A plan to ease a notorious electricity bottleneck between Southern and Northern California that contributed to rolling blackouts during 2001 moved forward Thursday over the objections of two members of the California Public Utilities Commission.
The PUC, in a 3-2 vote, cleared the way for PG&E Corp.'s Pacific Gas & Electric Co. to participate in a federal plan expanding Path 15, an 85-mile stretch of high-voltage electricity transmission lines near Los Banos in the Central Valley. Capacity limitations along the Path 15 transmission corridor have created a chronic electron traffic jam, restricting the flow of electricity from Southern California to Northern California.

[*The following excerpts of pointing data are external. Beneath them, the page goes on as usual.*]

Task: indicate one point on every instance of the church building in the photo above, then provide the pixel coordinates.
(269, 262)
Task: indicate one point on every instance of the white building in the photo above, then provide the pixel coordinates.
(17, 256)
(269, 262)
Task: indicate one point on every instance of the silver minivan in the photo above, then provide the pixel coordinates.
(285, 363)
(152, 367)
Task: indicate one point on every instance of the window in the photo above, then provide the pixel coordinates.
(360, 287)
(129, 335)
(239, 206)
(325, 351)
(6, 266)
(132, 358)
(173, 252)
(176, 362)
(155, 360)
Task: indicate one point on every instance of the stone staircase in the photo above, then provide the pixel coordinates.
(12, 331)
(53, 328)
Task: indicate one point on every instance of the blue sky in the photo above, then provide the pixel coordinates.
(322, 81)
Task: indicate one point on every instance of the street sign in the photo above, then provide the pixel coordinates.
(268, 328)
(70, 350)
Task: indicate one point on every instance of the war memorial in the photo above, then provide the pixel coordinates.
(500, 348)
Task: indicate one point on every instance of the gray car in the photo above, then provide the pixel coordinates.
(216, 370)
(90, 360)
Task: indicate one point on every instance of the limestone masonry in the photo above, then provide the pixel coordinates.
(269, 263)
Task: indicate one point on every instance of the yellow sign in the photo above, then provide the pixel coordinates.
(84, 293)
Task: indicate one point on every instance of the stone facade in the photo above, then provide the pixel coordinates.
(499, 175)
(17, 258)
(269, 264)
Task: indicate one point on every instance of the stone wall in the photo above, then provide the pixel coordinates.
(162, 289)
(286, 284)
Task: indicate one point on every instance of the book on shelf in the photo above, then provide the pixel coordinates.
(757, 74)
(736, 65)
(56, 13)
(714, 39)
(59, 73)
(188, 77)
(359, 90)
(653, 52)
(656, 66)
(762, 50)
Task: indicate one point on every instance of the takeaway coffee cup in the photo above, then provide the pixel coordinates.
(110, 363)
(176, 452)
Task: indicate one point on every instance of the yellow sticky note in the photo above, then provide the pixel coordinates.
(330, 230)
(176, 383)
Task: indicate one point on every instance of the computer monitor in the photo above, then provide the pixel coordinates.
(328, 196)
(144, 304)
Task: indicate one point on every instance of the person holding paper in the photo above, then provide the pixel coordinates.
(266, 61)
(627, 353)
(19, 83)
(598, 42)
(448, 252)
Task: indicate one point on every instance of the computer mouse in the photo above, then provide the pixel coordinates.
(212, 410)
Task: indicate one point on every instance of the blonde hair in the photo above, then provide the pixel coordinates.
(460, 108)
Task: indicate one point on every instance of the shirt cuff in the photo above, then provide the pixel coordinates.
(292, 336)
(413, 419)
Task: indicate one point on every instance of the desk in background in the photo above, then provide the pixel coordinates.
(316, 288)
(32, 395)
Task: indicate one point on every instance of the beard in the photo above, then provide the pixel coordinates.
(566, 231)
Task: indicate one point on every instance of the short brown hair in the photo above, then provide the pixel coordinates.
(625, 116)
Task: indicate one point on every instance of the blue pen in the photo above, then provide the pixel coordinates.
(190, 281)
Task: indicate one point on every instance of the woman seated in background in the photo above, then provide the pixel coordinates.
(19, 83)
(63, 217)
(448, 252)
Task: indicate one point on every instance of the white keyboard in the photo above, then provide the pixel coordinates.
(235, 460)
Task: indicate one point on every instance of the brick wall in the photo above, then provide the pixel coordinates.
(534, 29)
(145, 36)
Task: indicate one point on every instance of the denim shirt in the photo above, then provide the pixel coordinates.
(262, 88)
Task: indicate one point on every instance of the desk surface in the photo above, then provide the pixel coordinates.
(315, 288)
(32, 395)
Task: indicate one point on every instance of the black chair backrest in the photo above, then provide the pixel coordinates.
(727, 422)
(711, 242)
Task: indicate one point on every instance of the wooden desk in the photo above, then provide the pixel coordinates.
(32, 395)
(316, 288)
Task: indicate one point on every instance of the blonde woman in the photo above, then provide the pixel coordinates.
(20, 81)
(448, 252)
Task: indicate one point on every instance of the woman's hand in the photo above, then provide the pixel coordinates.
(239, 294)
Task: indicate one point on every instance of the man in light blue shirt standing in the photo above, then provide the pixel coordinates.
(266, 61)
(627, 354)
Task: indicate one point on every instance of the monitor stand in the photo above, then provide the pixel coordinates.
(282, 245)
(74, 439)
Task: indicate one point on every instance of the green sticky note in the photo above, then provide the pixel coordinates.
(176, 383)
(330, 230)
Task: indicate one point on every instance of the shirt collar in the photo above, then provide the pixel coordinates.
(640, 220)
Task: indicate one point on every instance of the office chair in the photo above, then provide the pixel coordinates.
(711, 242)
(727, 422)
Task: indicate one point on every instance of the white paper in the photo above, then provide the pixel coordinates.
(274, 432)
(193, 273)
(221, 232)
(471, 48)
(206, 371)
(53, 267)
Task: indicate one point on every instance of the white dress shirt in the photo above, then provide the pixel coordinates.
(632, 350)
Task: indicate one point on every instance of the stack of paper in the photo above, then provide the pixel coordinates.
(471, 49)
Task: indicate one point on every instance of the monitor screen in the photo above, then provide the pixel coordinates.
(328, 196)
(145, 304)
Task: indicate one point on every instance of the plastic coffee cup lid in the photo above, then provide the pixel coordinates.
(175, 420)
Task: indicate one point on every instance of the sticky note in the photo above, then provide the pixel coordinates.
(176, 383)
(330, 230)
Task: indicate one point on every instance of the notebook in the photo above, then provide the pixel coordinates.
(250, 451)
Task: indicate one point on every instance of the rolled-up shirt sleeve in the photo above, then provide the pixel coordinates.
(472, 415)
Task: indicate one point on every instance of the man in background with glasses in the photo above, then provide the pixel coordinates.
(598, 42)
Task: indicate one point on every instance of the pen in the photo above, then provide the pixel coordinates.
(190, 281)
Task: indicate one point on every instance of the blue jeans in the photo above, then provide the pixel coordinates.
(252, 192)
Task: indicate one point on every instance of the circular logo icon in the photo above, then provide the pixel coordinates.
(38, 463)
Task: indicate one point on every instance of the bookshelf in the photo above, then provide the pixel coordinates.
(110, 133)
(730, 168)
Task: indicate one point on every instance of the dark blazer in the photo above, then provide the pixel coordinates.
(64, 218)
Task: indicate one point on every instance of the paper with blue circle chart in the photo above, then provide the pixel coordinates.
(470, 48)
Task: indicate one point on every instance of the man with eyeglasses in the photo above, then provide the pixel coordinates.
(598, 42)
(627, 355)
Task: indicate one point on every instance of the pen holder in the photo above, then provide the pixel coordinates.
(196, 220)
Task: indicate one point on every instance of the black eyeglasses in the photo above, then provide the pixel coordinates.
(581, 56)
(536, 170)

The federal project to add a 500-kilovolt line to Path 15, was announced near the end of the energy crisis in 2001, and included PG&E, the Western Area Power Administration, a federal agency, and Trans-Elect Inc. of Reston, Va., a closely held company that invests in transmission systems. PG&E then sought to withdraw a separate state-run expansion proposal that the PUC was overseeing.
At a meeting Thursday in San Francisco, the PUC ceded control of the $300-million project, which will add 1,500 megawatts of transmission capacity, to federal authorities, thus ending the state's version of the expansion. The measure was supported by PUC President Michael Peevey and commissioners Jeff Brown and Susan Kennedy.
Commissioners Loretta Lynch and Carl Wood voted against the proposal, arguing that the federal version is too costly and that California regulators should retain authority over transmission lines within the state that are paid for by California ratepayers.